Elf, dachte der Alte. Elf Menschen seit 1800. Der letzte 1906. Er konnte nicht mehr sprechen und war auch motorisch nicht mehr auf der Höhe, aber sein Gedächtnis funktionierte noch. Und er konnte klar denken. Meistens jedenfalls. Manchmal war er etwas verwirrt, und hin und wieder sah er auch, wie sein Schwiegersohn und seine Tochter sich Blicke zuwarfen, denen er entnehmen konnte, dass er irgendetwas verwechselt haben musste. In den ersten Jahren nach der Übergabe des Ladens, den er vor fünfzig Jahren gegründet und seither betrieben hatte, war er noch eine Hilfe gewesen. Aber seit dem letzten Schlaganfall saß er nur noch in seinem Sessel. Was nicht schlimm war, da er seit Olivias Tod nichts mehr vom Leben erwartete. In der Nähe seiner Familie zu sein, jeden Tag ein warmes Essen, im Laden in seinem Sessel zu sitzen und das immer gleiche, stumme Fernsehprogramm, das reichte ihm. Das Tempo war wie ein Spiegel seines Lebens. Das Aufregendste, was passieren konnte, war der erste Fisch, der zur Laichzeit die Fischtreppe erklomm.

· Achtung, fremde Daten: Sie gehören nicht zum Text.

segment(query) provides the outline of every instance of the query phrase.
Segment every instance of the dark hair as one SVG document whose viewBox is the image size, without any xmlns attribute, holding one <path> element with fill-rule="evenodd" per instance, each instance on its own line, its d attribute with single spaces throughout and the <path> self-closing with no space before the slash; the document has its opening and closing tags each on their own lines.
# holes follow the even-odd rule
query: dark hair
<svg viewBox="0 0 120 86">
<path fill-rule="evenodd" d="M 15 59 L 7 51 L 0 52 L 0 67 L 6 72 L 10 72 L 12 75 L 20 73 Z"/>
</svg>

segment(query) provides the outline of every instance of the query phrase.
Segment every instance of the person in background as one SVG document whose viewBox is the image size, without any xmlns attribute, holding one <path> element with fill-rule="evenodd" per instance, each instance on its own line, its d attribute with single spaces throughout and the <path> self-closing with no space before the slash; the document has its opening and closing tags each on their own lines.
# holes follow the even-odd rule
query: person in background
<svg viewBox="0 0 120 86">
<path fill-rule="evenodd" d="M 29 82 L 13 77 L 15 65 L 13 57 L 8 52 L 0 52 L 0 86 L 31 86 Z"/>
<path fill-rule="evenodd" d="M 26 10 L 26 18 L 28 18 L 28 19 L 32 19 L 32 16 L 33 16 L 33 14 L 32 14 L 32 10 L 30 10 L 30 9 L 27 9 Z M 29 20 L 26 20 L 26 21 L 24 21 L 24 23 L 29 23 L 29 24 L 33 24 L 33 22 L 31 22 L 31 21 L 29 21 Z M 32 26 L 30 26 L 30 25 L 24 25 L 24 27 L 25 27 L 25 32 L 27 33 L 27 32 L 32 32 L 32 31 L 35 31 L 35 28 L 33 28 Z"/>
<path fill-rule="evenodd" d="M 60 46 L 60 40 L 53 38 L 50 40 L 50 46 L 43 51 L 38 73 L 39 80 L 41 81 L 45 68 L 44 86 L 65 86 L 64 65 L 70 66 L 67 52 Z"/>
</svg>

»Was natürlich nicht heißt, dass das nicht passieren könnte.« Der Alte hörte, dass Alf mit dem Kunden zu dem Regal mit den Wildkameras gegangen war. »Auch wenn die wie Teddybären aussehen, sollte man auf der Hut sein. Alle Fleischfresser töten. Es ist schon richtig, dass Sie sich eine Kamera anschaffen, dann wissen Sie ein für alle Mal, ob das Tier sich in der Nähe der Hütte niedergelassen hat oder nur vorbeigelaufen ist. Die Braunbären verlassen übrigens gerade ihre Winterhöhlen, und dann haben sie Hunger. Installieren Sie die Kamera dort, wo Sie die Exkremente gefunden haben, oder auch direkt an Ihrer Hütte.«

»In diesem Nistkasten steckt die Kamera?«

»Der Nistkasten, wie Sie den nennen, schützt vor Wind und Wetter und vor zu aufdringlichen Tieren. Die Kamera ist einfach, hat aber ein gutes Preis-Leistungs-Verhältnis. Sie hat eine Fresnel-Linse. Sie erkennt die infrarote Strahlung, also die Wärmestrahlung, die Tiere, Menschen oder auch andere Dinge abgeben. Ist diese Strahlung stärker als die der Umgebung, wird automatisch der Film gestartet.«

Der Alte hörte nur halb zu, etwas auf dem Bildschirm hatte seine Aufmerksamkeit gefesselt. Er konnte nicht genau erkennen, was es war, aber etwas in dem grünen Dunkel schimmerte.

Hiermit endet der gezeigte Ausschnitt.